Boasting rich, high quality lithium claystone reserves, Nevada is poised to become the lithium capital of North America. Our company, American Lithium Corp, which is already on the radar of EV makers, is developing the TLC lithium claystone project in Nevada. TLC is one of the largest deposits in the state and one of the most advanced in the country with 8.83 million metric tons of lithium carbonate equivalent in the measured and indicated resources category, plus 1.86 million metric tons of LCE in the inferred resources category.
Additionally, a recent Preliminary Economic Assessment exhibits strong economics, with a long mine life and the opportunity to provide a meaningful contribution to the country’s domestic lithium output. An initial blueprint for the mine, by way of a pre-feasibility study, is already underway. It is also important to note that no endangered animal species or vegetation are impacted by our sustainable mining approach. We also sit well above the water table and have secured our own private water supplies and intend to recycle and re-use our water supplies whenever possible.
With claystone exploration representing an entirely new means of extracting lithium from vast untapped claystone-hosted supplies in the U.S., the Lithium Americas and Ioneer deals — as well as the State of Nevada and the U.S. Department of Energy’s financial commitment — clearly demonstrate the viability of lithium-bearing clays as a lithium source.

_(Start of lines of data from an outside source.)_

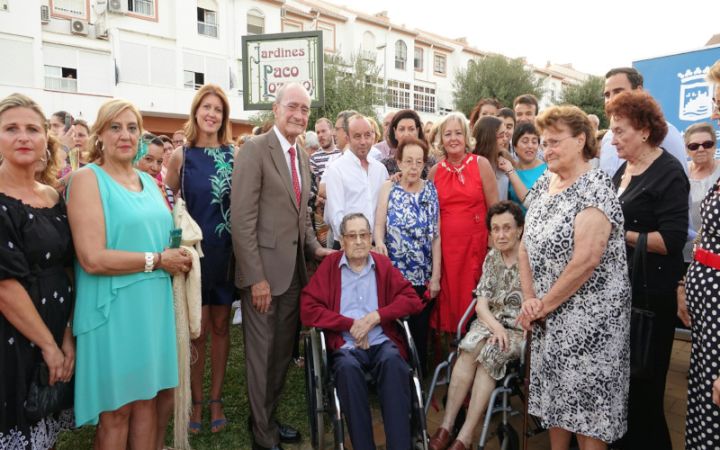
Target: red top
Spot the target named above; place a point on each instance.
(320, 300)
(463, 238)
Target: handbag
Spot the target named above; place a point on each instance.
(642, 320)
(42, 399)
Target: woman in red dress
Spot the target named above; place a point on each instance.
(466, 188)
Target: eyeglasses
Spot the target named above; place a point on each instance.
(707, 145)
(354, 236)
(552, 143)
(294, 107)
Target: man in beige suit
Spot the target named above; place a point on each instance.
(272, 234)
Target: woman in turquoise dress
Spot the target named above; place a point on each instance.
(124, 318)
(202, 172)
(526, 141)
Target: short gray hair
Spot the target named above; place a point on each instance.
(281, 92)
(311, 140)
(351, 216)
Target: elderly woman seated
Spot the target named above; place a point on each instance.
(494, 338)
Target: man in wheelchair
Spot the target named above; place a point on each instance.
(356, 296)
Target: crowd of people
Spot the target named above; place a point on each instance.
(560, 232)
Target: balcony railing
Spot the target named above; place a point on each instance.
(208, 29)
(61, 84)
(144, 7)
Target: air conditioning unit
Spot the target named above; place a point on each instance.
(44, 14)
(78, 27)
(117, 6)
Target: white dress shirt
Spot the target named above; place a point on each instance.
(285, 144)
(352, 189)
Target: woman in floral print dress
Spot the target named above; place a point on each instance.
(202, 171)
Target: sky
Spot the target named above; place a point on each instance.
(593, 36)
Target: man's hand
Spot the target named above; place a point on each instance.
(682, 306)
(361, 327)
(261, 297)
(532, 309)
(363, 343)
(322, 252)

The United States holds about 8 million metric tons of lithium in reserve, ranking it among the top five countries in the world, reports the USGS. Yet only a fraction of the world’s supply is produced at one solitary lithium brine mine in Nevada called Silver Peak, run by Albemarle Corp.
A significant mining industry report from the International Energy Agency signaled that 50 new lithium mines need to come online before the end of the decade. As such, there is an urgency to secure long-term supplies from geopolitically safe countries, such as the United States. The war in Ukraine is a stark reminder of what happens when the supply of energy and other critical commodities is “in the hands” of unstable or unfriendly regimes.
Accordingly, the U.S. has a heightened need to source as much sustainable, “home-made” lithium and other critical minerals as quickly as possible, particularly given the fact that lithium mining in the U.S. is estimated to account for less than 1% of the lithium mined annually across the world.
Nevada’s lithium mining boom, which will play a significant role in bringing new mines online, will play a starring role in the harkening in of America’s shift to a secure, sustainable new energy paradigm.